心乱した私の様子を感じ取ったらしく、澤田くんは顔を近づけて覗いてくる。
こんな顔、見られたくない。

「何でもない!見ないで」

「何でもない顔してないですよ。今にも涙がこぼれそうな顔見たら、知らん顔はできませんよ」

低くて優しい声が耳に響く。

「・・・・・」

「そんなに悲しくなるほど柚原のこと気になりますか?」

「うん・・そうなんだけど、何か楓の山中くんを想う悲しい気持ちと自分の恋愛が変に重なっちゃって、ちょっと感情が乱れちゃっただけなの。ごめんね」

そう、楓の気持ちが分かり過ぎる位自分も辛い恋をした。
私の場合は身勝手な想いだったけど・・
何度も諦めようとして、諦められなかった恋だった。

「今井さん彼氏いるんですか?」

「いないわよ。

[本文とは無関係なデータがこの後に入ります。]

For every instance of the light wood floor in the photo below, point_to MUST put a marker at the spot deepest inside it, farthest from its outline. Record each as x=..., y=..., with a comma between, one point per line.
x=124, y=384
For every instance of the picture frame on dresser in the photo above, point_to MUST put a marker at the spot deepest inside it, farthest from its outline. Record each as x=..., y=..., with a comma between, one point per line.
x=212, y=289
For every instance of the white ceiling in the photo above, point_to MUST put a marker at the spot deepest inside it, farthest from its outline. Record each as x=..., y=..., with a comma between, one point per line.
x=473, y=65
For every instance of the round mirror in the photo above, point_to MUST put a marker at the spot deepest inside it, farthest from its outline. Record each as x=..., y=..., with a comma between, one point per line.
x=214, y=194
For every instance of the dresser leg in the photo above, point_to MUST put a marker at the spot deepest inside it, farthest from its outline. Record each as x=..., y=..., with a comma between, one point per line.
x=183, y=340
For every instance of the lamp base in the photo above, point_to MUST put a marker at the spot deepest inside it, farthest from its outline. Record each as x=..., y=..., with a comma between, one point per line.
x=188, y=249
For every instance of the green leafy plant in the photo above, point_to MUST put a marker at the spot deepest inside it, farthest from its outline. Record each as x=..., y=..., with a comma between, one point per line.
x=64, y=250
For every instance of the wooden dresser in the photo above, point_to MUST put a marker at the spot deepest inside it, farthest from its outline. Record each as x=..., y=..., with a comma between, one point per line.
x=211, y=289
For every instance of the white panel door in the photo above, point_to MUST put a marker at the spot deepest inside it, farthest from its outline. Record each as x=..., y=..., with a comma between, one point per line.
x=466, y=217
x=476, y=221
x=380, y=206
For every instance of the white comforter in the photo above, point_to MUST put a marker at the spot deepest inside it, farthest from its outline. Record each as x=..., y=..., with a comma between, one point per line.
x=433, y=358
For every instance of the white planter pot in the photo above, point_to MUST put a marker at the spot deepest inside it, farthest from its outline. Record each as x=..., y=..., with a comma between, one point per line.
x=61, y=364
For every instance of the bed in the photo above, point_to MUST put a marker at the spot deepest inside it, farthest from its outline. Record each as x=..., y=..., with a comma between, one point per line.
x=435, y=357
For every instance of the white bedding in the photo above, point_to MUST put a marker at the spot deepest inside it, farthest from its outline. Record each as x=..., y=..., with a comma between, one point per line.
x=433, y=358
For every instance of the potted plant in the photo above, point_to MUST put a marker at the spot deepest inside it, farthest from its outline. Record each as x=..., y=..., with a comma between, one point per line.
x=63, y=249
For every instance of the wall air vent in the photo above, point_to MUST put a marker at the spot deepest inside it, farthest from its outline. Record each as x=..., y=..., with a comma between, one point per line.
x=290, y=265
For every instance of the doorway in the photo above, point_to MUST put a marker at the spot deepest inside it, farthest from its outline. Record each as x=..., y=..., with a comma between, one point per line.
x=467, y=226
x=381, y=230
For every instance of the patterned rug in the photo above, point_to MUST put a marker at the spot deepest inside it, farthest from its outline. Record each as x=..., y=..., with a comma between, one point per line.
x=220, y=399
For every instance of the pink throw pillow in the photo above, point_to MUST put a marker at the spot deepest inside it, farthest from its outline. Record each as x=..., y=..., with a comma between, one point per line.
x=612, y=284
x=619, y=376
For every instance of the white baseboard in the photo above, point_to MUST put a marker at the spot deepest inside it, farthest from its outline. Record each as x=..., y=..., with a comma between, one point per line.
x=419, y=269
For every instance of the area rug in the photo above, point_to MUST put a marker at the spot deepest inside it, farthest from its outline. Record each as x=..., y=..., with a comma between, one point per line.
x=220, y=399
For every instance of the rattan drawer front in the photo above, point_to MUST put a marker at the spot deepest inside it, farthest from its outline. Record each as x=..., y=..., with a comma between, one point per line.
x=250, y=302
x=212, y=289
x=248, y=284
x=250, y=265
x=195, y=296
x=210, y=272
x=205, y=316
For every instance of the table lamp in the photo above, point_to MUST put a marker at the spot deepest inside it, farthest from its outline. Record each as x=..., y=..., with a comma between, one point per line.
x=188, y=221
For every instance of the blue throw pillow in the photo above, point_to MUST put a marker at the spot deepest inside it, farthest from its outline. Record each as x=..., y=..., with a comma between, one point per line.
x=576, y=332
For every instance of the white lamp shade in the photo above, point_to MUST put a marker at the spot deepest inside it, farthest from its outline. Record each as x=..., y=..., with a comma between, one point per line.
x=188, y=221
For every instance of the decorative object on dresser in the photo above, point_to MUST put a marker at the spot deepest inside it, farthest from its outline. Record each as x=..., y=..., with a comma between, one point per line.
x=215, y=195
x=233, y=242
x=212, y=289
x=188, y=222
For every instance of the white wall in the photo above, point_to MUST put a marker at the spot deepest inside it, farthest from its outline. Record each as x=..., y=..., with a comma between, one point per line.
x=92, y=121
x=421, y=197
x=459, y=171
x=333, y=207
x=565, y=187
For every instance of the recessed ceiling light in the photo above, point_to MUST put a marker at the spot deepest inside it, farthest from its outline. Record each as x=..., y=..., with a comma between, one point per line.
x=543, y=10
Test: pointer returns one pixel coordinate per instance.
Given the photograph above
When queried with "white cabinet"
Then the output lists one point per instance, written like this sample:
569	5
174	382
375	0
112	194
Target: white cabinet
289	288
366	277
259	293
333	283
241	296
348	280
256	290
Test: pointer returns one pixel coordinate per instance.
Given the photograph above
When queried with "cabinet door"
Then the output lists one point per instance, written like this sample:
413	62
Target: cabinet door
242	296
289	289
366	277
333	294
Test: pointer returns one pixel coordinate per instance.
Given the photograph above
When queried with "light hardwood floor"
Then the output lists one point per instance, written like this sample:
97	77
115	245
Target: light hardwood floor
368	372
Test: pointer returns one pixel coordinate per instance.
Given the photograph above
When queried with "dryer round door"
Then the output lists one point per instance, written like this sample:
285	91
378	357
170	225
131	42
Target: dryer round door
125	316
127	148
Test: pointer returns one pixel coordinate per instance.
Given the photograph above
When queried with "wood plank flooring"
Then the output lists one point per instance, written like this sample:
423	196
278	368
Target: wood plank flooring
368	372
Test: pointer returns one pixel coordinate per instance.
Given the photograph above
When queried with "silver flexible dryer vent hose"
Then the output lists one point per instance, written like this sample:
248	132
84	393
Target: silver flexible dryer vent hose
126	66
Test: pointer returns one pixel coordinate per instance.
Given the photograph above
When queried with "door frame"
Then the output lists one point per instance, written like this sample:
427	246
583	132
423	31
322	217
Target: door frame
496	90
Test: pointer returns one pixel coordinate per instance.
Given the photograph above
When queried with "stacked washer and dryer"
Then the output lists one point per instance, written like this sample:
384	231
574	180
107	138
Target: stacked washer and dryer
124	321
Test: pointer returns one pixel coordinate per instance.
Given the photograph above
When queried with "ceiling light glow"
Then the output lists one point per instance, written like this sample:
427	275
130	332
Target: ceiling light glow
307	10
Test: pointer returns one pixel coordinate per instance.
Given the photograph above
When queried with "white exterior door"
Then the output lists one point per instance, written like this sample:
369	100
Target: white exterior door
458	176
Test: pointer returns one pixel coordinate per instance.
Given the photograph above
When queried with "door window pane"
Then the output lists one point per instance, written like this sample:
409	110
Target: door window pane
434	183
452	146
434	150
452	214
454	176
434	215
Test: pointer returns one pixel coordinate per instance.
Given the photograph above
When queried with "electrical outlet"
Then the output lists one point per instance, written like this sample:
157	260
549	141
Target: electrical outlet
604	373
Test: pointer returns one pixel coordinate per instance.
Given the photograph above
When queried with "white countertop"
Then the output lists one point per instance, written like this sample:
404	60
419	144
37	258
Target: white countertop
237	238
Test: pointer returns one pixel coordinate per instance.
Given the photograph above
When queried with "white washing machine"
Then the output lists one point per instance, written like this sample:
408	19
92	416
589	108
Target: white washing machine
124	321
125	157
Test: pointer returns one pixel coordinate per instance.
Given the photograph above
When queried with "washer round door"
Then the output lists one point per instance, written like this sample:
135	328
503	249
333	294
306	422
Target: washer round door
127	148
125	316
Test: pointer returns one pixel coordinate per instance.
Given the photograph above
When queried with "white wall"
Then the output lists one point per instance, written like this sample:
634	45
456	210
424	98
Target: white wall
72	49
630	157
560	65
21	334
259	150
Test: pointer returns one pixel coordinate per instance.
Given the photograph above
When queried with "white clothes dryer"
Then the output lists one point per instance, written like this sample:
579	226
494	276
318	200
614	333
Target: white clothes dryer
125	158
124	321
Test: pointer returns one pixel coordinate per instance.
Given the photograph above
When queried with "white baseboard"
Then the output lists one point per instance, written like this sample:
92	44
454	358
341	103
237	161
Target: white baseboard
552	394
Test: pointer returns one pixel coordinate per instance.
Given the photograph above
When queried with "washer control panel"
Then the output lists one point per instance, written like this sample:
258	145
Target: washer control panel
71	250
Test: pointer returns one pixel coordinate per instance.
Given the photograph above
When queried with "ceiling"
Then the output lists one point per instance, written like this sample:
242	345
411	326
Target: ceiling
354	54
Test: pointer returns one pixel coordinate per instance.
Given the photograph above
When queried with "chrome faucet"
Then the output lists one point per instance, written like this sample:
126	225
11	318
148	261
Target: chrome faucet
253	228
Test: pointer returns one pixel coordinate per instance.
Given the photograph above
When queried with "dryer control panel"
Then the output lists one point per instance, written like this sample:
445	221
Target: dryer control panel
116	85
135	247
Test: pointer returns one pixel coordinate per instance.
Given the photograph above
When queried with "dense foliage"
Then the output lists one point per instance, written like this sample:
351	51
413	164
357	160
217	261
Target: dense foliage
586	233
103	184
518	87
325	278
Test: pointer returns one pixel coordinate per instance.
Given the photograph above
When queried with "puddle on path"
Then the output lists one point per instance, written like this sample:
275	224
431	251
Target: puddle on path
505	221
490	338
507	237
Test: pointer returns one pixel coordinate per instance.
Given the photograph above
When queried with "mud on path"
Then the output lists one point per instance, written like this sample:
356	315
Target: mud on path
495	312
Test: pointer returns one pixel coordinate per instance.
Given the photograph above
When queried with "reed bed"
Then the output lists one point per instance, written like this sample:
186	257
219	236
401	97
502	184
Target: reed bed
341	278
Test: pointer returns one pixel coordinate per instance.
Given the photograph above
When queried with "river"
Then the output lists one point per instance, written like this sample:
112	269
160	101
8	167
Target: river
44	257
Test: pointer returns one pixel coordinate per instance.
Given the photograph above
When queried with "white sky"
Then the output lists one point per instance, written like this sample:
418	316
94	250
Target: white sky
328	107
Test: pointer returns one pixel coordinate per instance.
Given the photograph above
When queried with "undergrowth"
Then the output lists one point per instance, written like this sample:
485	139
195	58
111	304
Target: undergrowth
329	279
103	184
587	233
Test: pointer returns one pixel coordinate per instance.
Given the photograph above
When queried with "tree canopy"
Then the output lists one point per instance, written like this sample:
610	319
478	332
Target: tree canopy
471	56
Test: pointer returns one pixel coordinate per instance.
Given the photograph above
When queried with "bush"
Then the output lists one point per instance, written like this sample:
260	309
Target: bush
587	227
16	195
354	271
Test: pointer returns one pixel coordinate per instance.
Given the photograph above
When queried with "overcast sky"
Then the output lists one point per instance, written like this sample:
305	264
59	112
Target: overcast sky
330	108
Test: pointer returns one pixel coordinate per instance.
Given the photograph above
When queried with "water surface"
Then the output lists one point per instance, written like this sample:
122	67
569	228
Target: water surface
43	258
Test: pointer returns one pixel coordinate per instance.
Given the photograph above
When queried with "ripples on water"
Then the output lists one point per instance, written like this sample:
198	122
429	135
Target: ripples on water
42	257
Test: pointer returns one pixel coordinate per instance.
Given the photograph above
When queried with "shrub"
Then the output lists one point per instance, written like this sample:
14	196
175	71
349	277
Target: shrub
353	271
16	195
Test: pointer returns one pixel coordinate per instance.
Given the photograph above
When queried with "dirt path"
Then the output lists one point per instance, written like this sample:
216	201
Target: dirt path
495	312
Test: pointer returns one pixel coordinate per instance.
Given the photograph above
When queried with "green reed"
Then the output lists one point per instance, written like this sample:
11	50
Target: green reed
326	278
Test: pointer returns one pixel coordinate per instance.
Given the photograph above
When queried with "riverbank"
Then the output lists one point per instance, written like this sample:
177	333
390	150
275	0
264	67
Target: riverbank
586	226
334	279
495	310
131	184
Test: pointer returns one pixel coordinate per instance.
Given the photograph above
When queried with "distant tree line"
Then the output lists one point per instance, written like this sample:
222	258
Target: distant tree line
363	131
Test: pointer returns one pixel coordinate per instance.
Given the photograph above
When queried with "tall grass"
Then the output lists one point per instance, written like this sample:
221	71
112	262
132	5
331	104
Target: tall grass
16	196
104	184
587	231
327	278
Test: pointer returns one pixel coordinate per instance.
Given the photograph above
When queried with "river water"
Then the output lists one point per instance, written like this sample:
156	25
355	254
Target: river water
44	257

そんないいもんじゃないから」

私が言い切ると、澤田くんは真っ直ぐ視線を合わせてきた。
口元の笑もなく。

「恋愛なのに、彼氏じゃない?」

「何?聞きたい?」

「聞かせてくれますか?」

私の目を見て少し間を置き、いつものように口元に笑みを浮かべて答えてきた。
話の流れ上、つい自分のつまらない話をしてしまった。
話すべきではないかもしれないけど・・まあいいか。

「じゃあ、もう一杯コーヒー淹れて」

「いいですよ」

クスクスと笑いながら自分と私のカップを持って席を立った澤田くんの後ろ姿を見送った。